Fault-tolerant Preparation of Stabilizer States for Quantum CSS Codes by Classical Error-Correcting Codes

TL;DR

This paper introduces methods to fault-tolerantly prepare a broad class of CSS stabilizer states for quantum error correction, utilizing classical coding techniques to reduce resource costs and improve error correction frequency.

Contribution

It presents novel distillation protocols for CSS stabilizer states and demonstrates how classical codes can optimize ancilla usage in quantum syndrome extraction.

Findings

Protocols enable fault-tolerant preparation of CSS states

Classical coding reduces ancilla consumption in syndrome extraction

Increased error correction frequency lowers effective error rates

Abstract

Stabilizer states are extensively studied in quantum information theory for their structures based on the Pauli group.

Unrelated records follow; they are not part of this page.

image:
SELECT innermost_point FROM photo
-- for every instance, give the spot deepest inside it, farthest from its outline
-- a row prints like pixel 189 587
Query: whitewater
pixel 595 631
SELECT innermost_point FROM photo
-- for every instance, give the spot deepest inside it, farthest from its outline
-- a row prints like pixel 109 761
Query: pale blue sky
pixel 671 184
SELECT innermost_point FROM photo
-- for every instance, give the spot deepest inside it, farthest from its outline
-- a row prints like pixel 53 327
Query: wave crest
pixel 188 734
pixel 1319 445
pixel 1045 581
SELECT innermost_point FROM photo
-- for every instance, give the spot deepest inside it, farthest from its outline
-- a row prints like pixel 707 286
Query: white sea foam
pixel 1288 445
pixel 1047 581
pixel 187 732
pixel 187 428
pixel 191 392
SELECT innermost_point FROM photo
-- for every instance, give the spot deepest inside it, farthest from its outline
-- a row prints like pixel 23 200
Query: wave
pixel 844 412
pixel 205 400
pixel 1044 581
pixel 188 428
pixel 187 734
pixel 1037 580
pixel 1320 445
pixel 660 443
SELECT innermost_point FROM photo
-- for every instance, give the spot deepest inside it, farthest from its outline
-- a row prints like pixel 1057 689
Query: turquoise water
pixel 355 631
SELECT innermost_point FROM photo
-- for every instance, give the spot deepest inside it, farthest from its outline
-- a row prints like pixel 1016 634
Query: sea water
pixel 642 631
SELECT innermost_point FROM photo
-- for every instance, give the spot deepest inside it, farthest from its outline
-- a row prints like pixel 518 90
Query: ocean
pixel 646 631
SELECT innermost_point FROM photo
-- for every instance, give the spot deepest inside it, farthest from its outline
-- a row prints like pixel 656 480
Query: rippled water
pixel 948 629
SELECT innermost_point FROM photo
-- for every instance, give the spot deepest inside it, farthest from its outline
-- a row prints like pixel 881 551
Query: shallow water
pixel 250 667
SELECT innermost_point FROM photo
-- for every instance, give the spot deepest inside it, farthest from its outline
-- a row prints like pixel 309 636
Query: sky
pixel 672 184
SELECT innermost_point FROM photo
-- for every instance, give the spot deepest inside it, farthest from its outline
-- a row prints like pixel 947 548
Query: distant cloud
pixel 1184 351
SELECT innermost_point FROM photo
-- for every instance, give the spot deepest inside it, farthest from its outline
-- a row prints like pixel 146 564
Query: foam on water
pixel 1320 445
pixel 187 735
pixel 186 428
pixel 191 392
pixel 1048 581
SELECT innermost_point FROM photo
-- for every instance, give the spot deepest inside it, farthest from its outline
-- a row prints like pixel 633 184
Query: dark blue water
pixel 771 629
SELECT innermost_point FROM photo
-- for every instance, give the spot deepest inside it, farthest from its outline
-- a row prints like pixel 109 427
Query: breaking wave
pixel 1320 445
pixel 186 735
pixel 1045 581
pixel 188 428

Calderbank-Shor-Steane (CSS) stabilizer states are of particular importance in their application to fault-tolerant quantum computation (FTQC). However, how to fault-tolerantly prepare arbitrary CSS stabilizer states for general CSS stabilizer codes is still unknown, and their preparation can be highly costly in computational resources. In this paper, we show how to prepare a large class of CSS stabilizer states useful for FTQC. We propose distillation protocols using syndrome encoding by classical codes or quantum CSS codes. Along the same lines, we show that classical coding techniques can reduce the ancilla consumption in Steane syndrome extraction by using additional transversal controlled-NOT gates and classical computing power. In the scenario of a fixed ancilla consumption rate, we can increase the frequency of quantum error correction and effectively lower the error rate.